Overall, DWP measures at Budget represent an investment of £3.5 billion over five years to boost workforce participation and grow the economy. That includes:

  • £2 billion investment in support for disabled people and people with long-term health conditions.
  • £900 million investment in support for parents on Universal Credit.
  • £70 million investment in support for over-50s.
  • £485 million investment in support for unemployed people and people who are on Universal Credit and working fewer than full time hours.

Taken together, these measures tackle the challenges in the labour market, which are holding back the UK’s economic prospects, helping millions of people with specific support to look for work and progress into better-paid jobs.

Work and Pensions Secretary, Mel Stride MP said:

“We know many people want to work but there are very real barriers we need to break down to help them into employment.

“This package of support helps people at any age and career stage to get into work, progress into better-paid jobs – growing the economy and filling the labour market with skilled employees.

“These interventions are only the start of a long-term journey to drive down economic inactivity and mobilise more people into seeking employment, which I will continue to lead across Government.”

Childcare

Parents on Universal Credit looking to move into full-time work will no longer be prevented from doing so because of high childcare costs.

The Universal Credit childcare cost cap will rise in the summer meaning the Government will pay more of parents’ childcare costs. For those with one child it rises to from £646.35 to £951 and for two children the cap is up from £1,108.04 to £1,630, then increasing in line with CPI each year until 2027/28.

Parents will also be further supported with upfront childcare costs. This removes any gap in funds which would currently be claimed in arrears and eases parents into the childcare costs payment cycle.

Disabled people and people with health conditions

The Health and Disability White Paper, included as part of the Budget, sets out plans to rewire the benefits system for disabled people, shifting the dial onto what people can achieve and removing barriers to work.

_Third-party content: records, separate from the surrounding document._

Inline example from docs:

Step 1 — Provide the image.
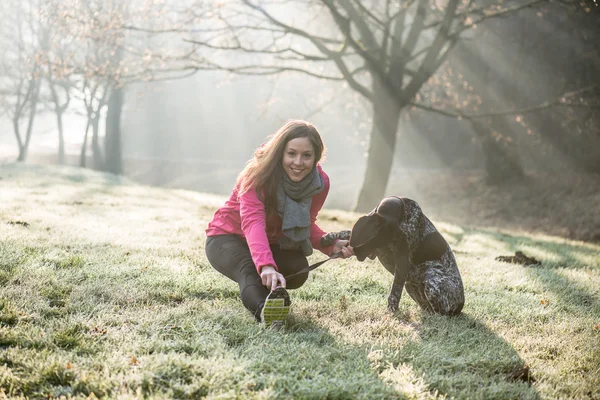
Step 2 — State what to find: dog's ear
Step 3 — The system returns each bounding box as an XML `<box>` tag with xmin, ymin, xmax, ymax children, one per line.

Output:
<box><xmin>412</xmin><ymin>232</ymin><xmax>447</xmax><ymax>264</ymax></box>
<box><xmin>349</xmin><ymin>214</ymin><xmax>385</xmax><ymax>262</ymax></box>
<box><xmin>349</xmin><ymin>214</ymin><xmax>382</xmax><ymax>248</ymax></box>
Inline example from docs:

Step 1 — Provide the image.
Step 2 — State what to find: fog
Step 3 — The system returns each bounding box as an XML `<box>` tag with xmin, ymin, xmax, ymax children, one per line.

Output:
<box><xmin>1</xmin><ymin>0</ymin><xmax>598</xmax><ymax>211</ymax></box>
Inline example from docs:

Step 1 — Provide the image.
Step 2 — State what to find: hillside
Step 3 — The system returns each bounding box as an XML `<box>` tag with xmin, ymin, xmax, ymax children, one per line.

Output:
<box><xmin>0</xmin><ymin>163</ymin><xmax>599</xmax><ymax>399</ymax></box>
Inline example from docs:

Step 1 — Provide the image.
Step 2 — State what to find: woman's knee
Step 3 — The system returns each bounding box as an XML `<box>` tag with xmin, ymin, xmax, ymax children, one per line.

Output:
<box><xmin>271</xmin><ymin>246</ymin><xmax>308</xmax><ymax>275</ymax></box>
<box><xmin>205</xmin><ymin>235</ymin><xmax>255</xmax><ymax>280</ymax></box>
<box><xmin>285</xmin><ymin>273</ymin><xmax>309</xmax><ymax>289</ymax></box>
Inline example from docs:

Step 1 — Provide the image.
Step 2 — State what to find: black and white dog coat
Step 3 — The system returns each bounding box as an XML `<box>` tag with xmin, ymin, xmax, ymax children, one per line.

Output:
<box><xmin>322</xmin><ymin>196</ymin><xmax>464</xmax><ymax>315</ymax></box>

A major element of this will be through the removal of the Work Capability Assessment, giving people the confidence to move into work while reducing the burden of unnecessary assessments.

A new Universal Support programme will support disabled people and people with health conditions into sustained work, with those eligible able to opt in to receive up to 12 months of provision, with the government spending up to £4,000 per person and funding 50,000 places every year. This will help them to move quickly into suitable work and, with wraparound support, help them sustain that employment for the longer-term.

Pioneer areas are already mobilising services to provide greater support, and then the programme will ramp up over time, expanding to support thousands more people.

Older workers

A new digital Mid-life MOT check will be introduced to help older workers understand what their employment choices now mean for the longer-term – reaching 40,000 people a year.

They will also benefit from a boost to skills and better access to training through the Sector-based Work Academy Programme (SWAP), Train and Progress and the new ‘Returnerships’ programme.

Jobcentre support

We are increasing jobcentre support for people on Universal Credit who could work more, helping them progress towards more paid work.

This includes around 80,000 more people, whose partners claim Universal Credit, being given access to full jobcentre support for the first time. They will be assigned their own work coach who will provide tailored support to help them find work quicker.

All those working less than half of a full-time week will also get full jobcentre support to look for more work as the Administrative Earnings Threshold increases to the equivalent of around 18 hours from 15.

And more young people aged 16-24 on Universal Credit will be able see a work coach in a Youth Hub or benefit from the expertise of our Youth Employability Coaches.